Chroma up-sampling is a required feature of any video player. There's no possibility of setting something else than full range 4:4:4 RGB on the back buffer. On top of that, transmission trough the video ports limits the output accuracy (that's why the output should be dithered). The signal is only good enough to go straight to the display panel(s) without any further digital processing at all. (And even then, I really hate being limited to 8-bit and 10-bit outputs. Projection systems with 12-bit panels and better have been around for a bit more than a decade now.)
If the external processor has access to the source file and handles decoding, rendering, color management, dithering and the execution stages to the display's analog controls with equal or better DCI compliant studio formats, I'd be willing to use it.
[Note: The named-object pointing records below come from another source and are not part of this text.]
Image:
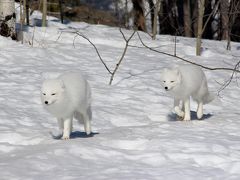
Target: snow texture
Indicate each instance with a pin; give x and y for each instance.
(136, 134)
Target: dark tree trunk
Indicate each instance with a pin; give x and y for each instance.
(187, 18)
(151, 7)
(139, 18)
(224, 11)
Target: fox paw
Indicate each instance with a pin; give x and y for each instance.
(178, 111)
(65, 137)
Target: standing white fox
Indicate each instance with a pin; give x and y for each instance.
(66, 97)
(185, 81)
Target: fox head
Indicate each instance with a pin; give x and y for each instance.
(52, 91)
(170, 78)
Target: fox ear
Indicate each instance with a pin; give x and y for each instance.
(62, 84)
(176, 71)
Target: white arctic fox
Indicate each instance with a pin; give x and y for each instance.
(66, 97)
(185, 81)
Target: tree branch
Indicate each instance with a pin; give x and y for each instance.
(188, 61)
(123, 54)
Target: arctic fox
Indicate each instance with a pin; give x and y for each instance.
(66, 97)
(185, 81)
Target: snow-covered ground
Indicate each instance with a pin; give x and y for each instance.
(138, 136)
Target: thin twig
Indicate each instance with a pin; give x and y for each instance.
(188, 61)
(84, 37)
(123, 54)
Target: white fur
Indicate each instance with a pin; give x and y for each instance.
(185, 81)
(66, 97)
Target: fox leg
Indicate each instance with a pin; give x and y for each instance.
(178, 108)
(87, 121)
(187, 116)
(67, 128)
(200, 110)
(60, 124)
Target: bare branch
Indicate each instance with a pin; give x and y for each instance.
(230, 79)
(188, 61)
(84, 37)
(123, 54)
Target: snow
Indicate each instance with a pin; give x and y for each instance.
(137, 136)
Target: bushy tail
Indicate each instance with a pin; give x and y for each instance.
(208, 98)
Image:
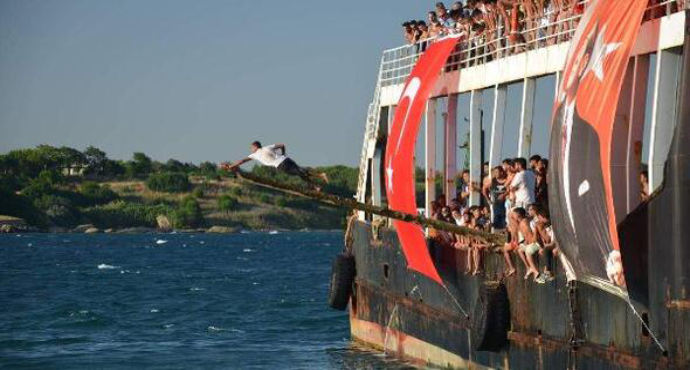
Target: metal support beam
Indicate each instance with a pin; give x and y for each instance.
(663, 113)
(475, 144)
(451, 134)
(430, 154)
(526, 117)
(499, 114)
(638, 102)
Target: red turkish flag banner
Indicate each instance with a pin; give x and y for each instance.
(580, 178)
(400, 182)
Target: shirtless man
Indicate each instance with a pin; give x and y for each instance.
(274, 156)
(529, 246)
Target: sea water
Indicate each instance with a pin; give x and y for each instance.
(173, 301)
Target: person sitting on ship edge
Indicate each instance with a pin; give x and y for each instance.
(274, 156)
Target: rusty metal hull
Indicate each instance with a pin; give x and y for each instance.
(553, 325)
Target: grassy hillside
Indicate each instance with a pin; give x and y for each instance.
(256, 208)
(63, 187)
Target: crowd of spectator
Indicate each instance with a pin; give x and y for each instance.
(511, 25)
(514, 201)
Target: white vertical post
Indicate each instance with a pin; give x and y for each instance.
(430, 154)
(475, 144)
(663, 113)
(638, 102)
(376, 177)
(526, 117)
(496, 146)
(451, 148)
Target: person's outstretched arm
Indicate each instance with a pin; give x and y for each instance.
(234, 166)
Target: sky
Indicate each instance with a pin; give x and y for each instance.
(194, 80)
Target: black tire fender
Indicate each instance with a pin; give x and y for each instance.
(490, 321)
(342, 276)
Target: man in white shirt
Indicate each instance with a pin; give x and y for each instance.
(523, 184)
(274, 156)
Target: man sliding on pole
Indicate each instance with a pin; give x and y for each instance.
(274, 156)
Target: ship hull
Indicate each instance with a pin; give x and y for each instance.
(553, 326)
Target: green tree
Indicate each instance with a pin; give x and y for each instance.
(140, 165)
(198, 192)
(226, 203)
(96, 161)
(95, 194)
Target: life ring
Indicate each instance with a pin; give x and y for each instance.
(342, 276)
(491, 319)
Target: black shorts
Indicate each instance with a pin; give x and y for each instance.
(290, 167)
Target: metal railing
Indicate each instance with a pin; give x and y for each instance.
(544, 30)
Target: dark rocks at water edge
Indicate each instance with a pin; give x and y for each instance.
(10, 225)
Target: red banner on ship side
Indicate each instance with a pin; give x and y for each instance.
(400, 183)
(580, 178)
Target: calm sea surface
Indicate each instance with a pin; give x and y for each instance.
(173, 301)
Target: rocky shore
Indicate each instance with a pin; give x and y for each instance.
(13, 225)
Else, it's just another obstruction that the software rendering stages can do much better.
http://forum.doom9.org/showthread.php?p=1507282#post1507282It's already difficult for software developers to get along with the internal hardware of PCs (drivers, interaction with other software, CPU/GPU performance and so on). External hardware is at a whole other level. I believe that the CRT TV my parents bought in 1994 behaved a lot better then most of the current TVs in the same price class today. Although it was limited to D-SUB and lesser analog connections, it behaved quite similar to a monitor after geometry adjustment.

TheElix

8th July 2011, 22:14

Projection systems with 12-bit panels and better have been around for a bit more than a decade now.)12-bit output on projectors?! For real?